211 CMR, § 149.07

Current through Register 1533, October 25, 2024
Section 149.07 - Information Relative to Administrative Services Provided to Self-insured Groups
(1) For the purposes of 211 CMR 149.07 only, the following words shall mean:
(a)Carrier or Health Insurer: An insurer licensed or otherwise authorized to transact accident or health insurance under M.G.L. c. 175; a nonprofit hospital service corporation organized under M.G.L. c. 176A; a nonprofit medical service corporation organized under M.G.L. c. 176B; a health maintenance organization licensed under M.G.L. c. 176G; and an organization entering into a preferred provider arrangement under M.G.L. c. 176I. Carrier or Health Insurer shall not include any entity to the extent it offers a policy, certificate or contract that does not qualify as creditable coverage as defined in M.G.L. c. 111M, §1; provided, however, that "Carrier or Health Insurer" shall include an entity that offers a policy, certificate or contract that provides coverage solely for dental care services or vision care services. Carrier or Health Insurer shall not include an employer purchasing coverage or acting on behalf of its employees or the employees of one or more subsidiaries or affiliated corporations of the employer, or any entity acting solely as a Third-party Administrator.
(b)Self-insured Customer: A Self-insured Group for which a Third-party Administrator provides administrative services related to receiving or collecting charges, contributions or premiums for, or adjusting of settling claims on or for residents of the Commonwealth.

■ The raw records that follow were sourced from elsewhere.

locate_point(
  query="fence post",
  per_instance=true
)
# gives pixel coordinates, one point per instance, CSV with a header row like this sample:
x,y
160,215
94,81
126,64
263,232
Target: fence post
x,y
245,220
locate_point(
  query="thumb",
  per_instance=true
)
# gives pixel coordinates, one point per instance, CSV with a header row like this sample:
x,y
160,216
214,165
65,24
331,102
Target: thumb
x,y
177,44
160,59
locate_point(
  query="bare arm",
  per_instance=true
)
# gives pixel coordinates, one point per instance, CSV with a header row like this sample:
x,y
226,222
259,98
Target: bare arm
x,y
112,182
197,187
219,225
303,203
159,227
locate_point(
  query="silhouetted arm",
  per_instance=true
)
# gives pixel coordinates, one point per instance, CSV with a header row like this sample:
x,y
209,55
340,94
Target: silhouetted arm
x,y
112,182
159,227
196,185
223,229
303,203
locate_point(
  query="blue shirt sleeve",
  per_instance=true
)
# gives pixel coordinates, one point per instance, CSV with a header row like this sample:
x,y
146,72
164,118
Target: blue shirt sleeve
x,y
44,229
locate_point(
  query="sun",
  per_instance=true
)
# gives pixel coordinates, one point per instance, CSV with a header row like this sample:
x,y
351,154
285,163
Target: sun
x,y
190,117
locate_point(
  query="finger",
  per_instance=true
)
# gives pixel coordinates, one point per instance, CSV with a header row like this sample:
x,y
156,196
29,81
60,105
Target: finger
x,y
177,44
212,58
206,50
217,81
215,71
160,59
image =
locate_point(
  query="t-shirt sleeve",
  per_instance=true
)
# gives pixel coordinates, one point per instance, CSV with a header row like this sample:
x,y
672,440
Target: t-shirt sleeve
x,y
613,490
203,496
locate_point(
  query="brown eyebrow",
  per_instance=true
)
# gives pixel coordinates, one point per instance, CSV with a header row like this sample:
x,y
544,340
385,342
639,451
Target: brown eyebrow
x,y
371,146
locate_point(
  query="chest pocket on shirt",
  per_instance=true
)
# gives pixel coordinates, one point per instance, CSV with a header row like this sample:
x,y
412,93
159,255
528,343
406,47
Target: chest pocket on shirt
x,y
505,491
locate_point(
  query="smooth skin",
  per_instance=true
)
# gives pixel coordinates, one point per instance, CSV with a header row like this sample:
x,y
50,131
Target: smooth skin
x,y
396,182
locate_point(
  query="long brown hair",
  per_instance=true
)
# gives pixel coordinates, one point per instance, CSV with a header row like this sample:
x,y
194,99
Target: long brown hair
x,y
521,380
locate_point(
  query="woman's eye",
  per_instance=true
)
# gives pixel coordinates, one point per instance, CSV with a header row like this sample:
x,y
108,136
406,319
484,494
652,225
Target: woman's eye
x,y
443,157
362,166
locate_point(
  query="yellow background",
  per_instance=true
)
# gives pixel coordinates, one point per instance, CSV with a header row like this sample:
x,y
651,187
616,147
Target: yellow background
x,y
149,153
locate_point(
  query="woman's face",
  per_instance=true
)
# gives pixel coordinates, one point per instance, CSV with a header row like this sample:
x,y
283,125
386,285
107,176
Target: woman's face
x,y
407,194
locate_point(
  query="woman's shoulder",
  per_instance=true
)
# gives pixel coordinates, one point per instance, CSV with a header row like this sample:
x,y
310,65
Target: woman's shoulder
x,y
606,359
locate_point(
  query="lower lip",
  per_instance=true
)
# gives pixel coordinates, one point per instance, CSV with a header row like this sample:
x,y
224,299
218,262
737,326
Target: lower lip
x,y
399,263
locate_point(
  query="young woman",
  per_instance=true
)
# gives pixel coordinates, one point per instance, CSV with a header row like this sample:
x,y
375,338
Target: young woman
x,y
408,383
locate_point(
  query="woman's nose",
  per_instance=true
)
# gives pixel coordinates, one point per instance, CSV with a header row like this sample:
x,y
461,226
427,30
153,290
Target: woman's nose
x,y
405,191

(c)Self-insured Group Plan: A self-insured or self-funded employment-based group health plan.
(d)Third-party Administrator: A person domiciled inside or outside of the Commonwealth who, on behalf of a Health Insurer or purchaser of health benefits, receives or collects charges, contributions or premiums for, or adjusts or settles claims on or for residents of the Commonwealth. Unless noted otherwise, a purchaser of health benefits shall not include an entity to the extent it offers a policy, certificate or contract that does not qualify as creditable coverage as defined in M.G.L. c. 111M, § 1; provided, however, that a purchaser of health benefits shall include an entity that offers a policy, certificate or contract that provides coverage solely for dental care services or vision care services. Third-party Administrator shall also include pharmacy benefit managers and any other entity with claims data, eligibility data, provider files and other information relating to health care provided to residents of the Commonwealth and health care provided by health care providers in the Commonwealth, except that Third-party Administrator shall not include an entity that administers only claims data, eligibility data, provider files and other information for its own employees and dependents.
(2) Any Carrier which is required to file an Annual Comprehensive Financial Statement pursuant to M.G.L. c. 176O, § 21(a) and which provides administrative services to one or more Self-insured Groups shall submit to the Division an appendix to the Annual Comprehensive Financial Statement on a form approved by the Commissioner. The appendix to the Annual Comprehensive Financial Statement shall be submitted electronically on or before April 1st for the year ended December 31st immediately preceding and shall include the following information:
(a) The number of the Carrier's Self-insured Customers as of December 31st;
(b) The aggregate number of subscriber members enrolled in the benefit plans administered for all of the Carrier's Self-insured Customers, including:
1. Number of subscriber members covered on December 31st;
2. Number of subscriber member months covered in prior calendar year; and
3. Average number of subscriber members for prior calendar year; and
(c) The aggregate number of subscriber and dependent lives covered in the benefit plans administered for all of the Carrier's Self-insured Customers, including:
1. Number of total subscriber and dependent covered lives on December 31st;
2. Number of total subscriber and dependent covered life months covered in prior calendar year; and
3. Average number of subscriber and dependent covered lives in prior calendar year.
(d) The aggregate value of direct premiums earned for all of the Carrier's Self-insured Customers;
(e) The aggregate value of direct claims incurred for all of the Carrier's Self-insured Customers;
(f) The aggregate Medical Loss Ratio for all of the Carrier's Self-insured Customers;
(g) Net income;
(h) Accumulated surplus;
(i) Accumulated reserves;
(j) The percentage of the Carrier's Self-insured Customers that include each of the benefits mandated for health benefit plans under M.G.L. chs. 175, 176A, 176B and 176G;
(k) The aggregated administrative service fees paid by all of the Carrier's Self-insured Customers; and
(l) Any other information requested by the Commissioner.
(3) If a Carrier is unable to provide any of the required information set forth in 211 CMR 149.07(2) in the appendix to its Annual Comprehensive Financial Statement, the Carrier shall provide a detailed explanation, within the Annual Comprehensive Financial Statement, of the reason(s) that such required information is not available.
(4) A Carrier that provides administrative services to one or more Self-insured Groups and fails to submit the appendix to its Annual Comprehensive Financial Statement to the Division on or before April 1st of each year shall be assessed a late penalty by the Commissioner not to exceed $100.00 per day.